If this baseline lateralization state ‘inherited from’ the previous choice was involved in mediating the effect of the adaptive bias on choice, it might be expected to be reduced in repetitive vs. alternating environments, thus reducing subjects’ tendency to alternate in the former. Instead, the beta rebound effect (i.e., increased power contralateral vs. ipsilateral to previous choice) was about equally strong in all three environments (Figure 3B). We found no evidence for its modulation by sensory environment (repetitive vs. neutral: p=0.1511; repetitive vs. alternating: p=0.5667; neutral vs. alternating: p=0.0789; all two-sided permutation tests).

We then related the baseline M1 beta lateralization to the adaptive history bias. To this end, we adapted a single-trial regression procedure from recent monkey physiology work (Mochol et al., 2021) to relate the time-varying history bias to neural data in order to test if this bias modulated the baseline motor beta lateralization on a trial-by-trial basis. We used each individual’s time course of single-trial history bias estimated through the behavioral model (positive values for bias toward upward, Figure 1E) as predictors for the single-trial motor beta lateralization, whereby lateralization was assessed relative to the hand coding for up-choices in a given block (Materials and methods). This procedure took the impact of both previous stimuli and previous choices into account, estimated with an individually optimized number of lags. Thus, the single-trial bias estimates were largely independent of assumptions about the sources of the single-trial bias (stimuli, choices, lags). However, because the model was fit and applied separately to data from different environments, the resulting time course of single-trial bias estimates captured the context-dependent, adaptive bias components described in the preceding section. An involvement of the motor baseline state in the implementation of history bias predicts a stronger baseline beta-suppression contralateral to the hand favored by the bias, with a magnitude that scales with the strength of the bias. In other words, this scenario predicts significant negative beta coefficients, regardless of the environment.

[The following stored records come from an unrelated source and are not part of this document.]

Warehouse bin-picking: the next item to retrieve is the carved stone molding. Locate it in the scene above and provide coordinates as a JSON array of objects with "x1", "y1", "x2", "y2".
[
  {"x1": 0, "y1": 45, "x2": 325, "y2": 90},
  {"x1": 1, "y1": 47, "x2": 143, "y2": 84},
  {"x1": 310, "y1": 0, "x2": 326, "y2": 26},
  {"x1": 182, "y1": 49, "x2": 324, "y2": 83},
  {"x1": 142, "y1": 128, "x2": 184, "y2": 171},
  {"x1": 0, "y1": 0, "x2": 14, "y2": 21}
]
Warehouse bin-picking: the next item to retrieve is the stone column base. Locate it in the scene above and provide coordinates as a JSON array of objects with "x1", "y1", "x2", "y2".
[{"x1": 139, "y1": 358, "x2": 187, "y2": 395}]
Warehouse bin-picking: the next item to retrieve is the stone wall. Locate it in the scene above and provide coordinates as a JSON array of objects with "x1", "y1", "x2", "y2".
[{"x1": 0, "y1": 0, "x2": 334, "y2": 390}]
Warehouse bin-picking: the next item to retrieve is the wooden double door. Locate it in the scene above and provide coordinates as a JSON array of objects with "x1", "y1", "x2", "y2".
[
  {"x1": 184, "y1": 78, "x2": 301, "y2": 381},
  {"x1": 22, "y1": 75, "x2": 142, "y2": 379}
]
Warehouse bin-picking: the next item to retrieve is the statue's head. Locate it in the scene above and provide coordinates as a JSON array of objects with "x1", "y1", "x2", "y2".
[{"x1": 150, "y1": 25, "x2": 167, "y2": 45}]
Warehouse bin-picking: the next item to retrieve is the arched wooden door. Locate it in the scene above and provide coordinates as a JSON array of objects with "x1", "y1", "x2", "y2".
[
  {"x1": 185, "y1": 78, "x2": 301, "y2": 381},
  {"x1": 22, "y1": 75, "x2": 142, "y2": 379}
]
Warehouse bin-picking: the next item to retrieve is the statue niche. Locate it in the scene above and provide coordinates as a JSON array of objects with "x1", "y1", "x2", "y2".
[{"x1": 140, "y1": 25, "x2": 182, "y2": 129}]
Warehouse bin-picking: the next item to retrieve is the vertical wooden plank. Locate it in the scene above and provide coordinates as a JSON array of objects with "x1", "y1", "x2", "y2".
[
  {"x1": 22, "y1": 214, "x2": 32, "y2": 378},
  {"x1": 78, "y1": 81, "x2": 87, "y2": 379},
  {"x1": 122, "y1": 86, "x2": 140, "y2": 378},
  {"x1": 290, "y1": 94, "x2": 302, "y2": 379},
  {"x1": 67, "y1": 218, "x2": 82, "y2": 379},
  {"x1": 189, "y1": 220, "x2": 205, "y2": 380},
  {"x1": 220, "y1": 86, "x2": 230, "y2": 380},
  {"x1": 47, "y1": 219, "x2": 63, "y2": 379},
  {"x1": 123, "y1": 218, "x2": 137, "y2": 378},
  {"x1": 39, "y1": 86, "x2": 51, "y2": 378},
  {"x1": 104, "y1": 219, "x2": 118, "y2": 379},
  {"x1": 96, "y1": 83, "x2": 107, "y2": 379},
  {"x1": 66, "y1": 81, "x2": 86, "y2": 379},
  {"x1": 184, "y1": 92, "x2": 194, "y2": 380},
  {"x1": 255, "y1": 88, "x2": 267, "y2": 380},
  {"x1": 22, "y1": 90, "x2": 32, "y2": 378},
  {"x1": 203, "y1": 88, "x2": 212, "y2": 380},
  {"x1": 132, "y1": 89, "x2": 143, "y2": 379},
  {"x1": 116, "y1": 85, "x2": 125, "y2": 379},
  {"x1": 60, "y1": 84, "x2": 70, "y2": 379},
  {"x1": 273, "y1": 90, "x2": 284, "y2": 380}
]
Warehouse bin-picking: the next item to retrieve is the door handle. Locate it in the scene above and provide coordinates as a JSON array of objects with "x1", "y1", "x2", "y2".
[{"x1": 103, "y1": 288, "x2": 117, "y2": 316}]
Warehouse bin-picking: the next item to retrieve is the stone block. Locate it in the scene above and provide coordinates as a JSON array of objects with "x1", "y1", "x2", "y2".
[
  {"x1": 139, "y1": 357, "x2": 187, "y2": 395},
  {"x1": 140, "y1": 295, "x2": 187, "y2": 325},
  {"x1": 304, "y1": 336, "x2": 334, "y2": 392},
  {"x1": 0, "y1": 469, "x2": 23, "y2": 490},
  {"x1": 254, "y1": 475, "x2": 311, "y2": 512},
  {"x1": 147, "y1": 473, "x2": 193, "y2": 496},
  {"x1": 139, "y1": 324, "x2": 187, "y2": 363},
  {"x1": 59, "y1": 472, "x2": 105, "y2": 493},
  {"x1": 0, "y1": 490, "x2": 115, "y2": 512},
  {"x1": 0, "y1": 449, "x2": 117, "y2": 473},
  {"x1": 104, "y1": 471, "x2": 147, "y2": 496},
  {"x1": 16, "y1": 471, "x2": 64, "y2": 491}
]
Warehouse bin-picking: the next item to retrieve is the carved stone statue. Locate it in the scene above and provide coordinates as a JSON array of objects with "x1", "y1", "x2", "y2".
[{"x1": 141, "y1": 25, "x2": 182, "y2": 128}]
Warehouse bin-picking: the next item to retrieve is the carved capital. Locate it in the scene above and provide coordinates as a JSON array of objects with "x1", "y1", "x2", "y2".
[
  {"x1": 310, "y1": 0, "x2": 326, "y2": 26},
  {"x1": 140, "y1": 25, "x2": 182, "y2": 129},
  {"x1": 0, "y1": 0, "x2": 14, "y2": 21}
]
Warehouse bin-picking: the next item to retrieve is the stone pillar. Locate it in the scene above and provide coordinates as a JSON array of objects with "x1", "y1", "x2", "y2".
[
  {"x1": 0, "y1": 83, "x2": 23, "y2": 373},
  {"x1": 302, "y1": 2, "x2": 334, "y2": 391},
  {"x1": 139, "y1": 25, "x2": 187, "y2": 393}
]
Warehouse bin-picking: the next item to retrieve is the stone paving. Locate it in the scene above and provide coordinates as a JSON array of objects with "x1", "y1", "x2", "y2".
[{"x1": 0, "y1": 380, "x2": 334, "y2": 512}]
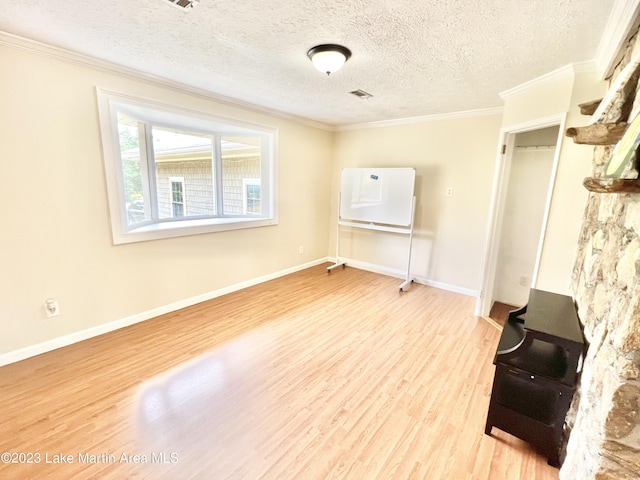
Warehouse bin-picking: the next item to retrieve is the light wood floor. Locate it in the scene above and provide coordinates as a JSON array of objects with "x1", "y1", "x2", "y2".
[{"x1": 0, "y1": 266, "x2": 558, "y2": 480}]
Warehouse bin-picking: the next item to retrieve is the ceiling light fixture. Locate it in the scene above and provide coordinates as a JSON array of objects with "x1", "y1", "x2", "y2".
[{"x1": 307, "y1": 44, "x2": 351, "y2": 75}]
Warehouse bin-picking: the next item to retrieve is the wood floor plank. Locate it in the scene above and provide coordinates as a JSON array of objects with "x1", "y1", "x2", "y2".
[{"x1": 0, "y1": 265, "x2": 558, "y2": 480}]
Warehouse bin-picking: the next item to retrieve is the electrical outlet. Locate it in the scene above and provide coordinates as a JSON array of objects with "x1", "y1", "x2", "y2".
[{"x1": 44, "y1": 298, "x2": 60, "y2": 318}]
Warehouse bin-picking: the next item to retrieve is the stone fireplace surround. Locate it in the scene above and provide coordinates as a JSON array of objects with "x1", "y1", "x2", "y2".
[{"x1": 560, "y1": 25, "x2": 640, "y2": 480}]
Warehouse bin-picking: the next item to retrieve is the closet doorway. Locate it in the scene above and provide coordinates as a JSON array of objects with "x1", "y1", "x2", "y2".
[{"x1": 476, "y1": 118, "x2": 564, "y2": 323}]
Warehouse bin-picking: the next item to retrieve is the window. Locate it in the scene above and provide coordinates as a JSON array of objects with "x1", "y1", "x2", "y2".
[
  {"x1": 98, "y1": 89, "x2": 277, "y2": 244},
  {"x1": 169, "y1": 177, "x2": 185, "y2": 217},
  {"x1": 242, "y1": 178, "x2": 261, "y2": 215}
]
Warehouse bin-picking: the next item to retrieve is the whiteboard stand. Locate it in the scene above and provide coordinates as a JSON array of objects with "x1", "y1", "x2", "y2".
[{"x1": 327, "y1": 196, "x2": 416, "y2": 292}]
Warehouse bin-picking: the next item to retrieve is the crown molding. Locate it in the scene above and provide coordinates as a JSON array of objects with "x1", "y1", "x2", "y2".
[
  {"x1": 0, "y1": 31, "x2": 335, "y2": 132},
  {"x1": 594, "y1": 0, "x2": 640, "y2": 79},
  {"x1": 499, "y1": 61, "x2": 598, "y2": 100},
  {"x1": 335, "y1": 107, "x2": 504, "y2": 132}
]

We found no such effect when the analysis was run across all three environments (Figure 3C, ‘all’), again inconsistent with the notion of a generally bias-encoding neural signal. We did find an effect of the single-trial bias on the baseline beta lateralization state in the alternating environment when analyzed selectively (Figure 3C; p=0.0003, two-tailed permutation test). Such an effect was, however, not present for either of the other two environments (Figure 3C; all: p=0.4465; repetitive: p=0.1343; neutral: p=0.6571; two-tailed permutation tests). Overall, the results of our analyses of the baseline beta lateralization suggest the beta rebound from the previous trial may help promote choice alternation when performing in an alternating context, but does not generally encode adaptive stimulus history biases.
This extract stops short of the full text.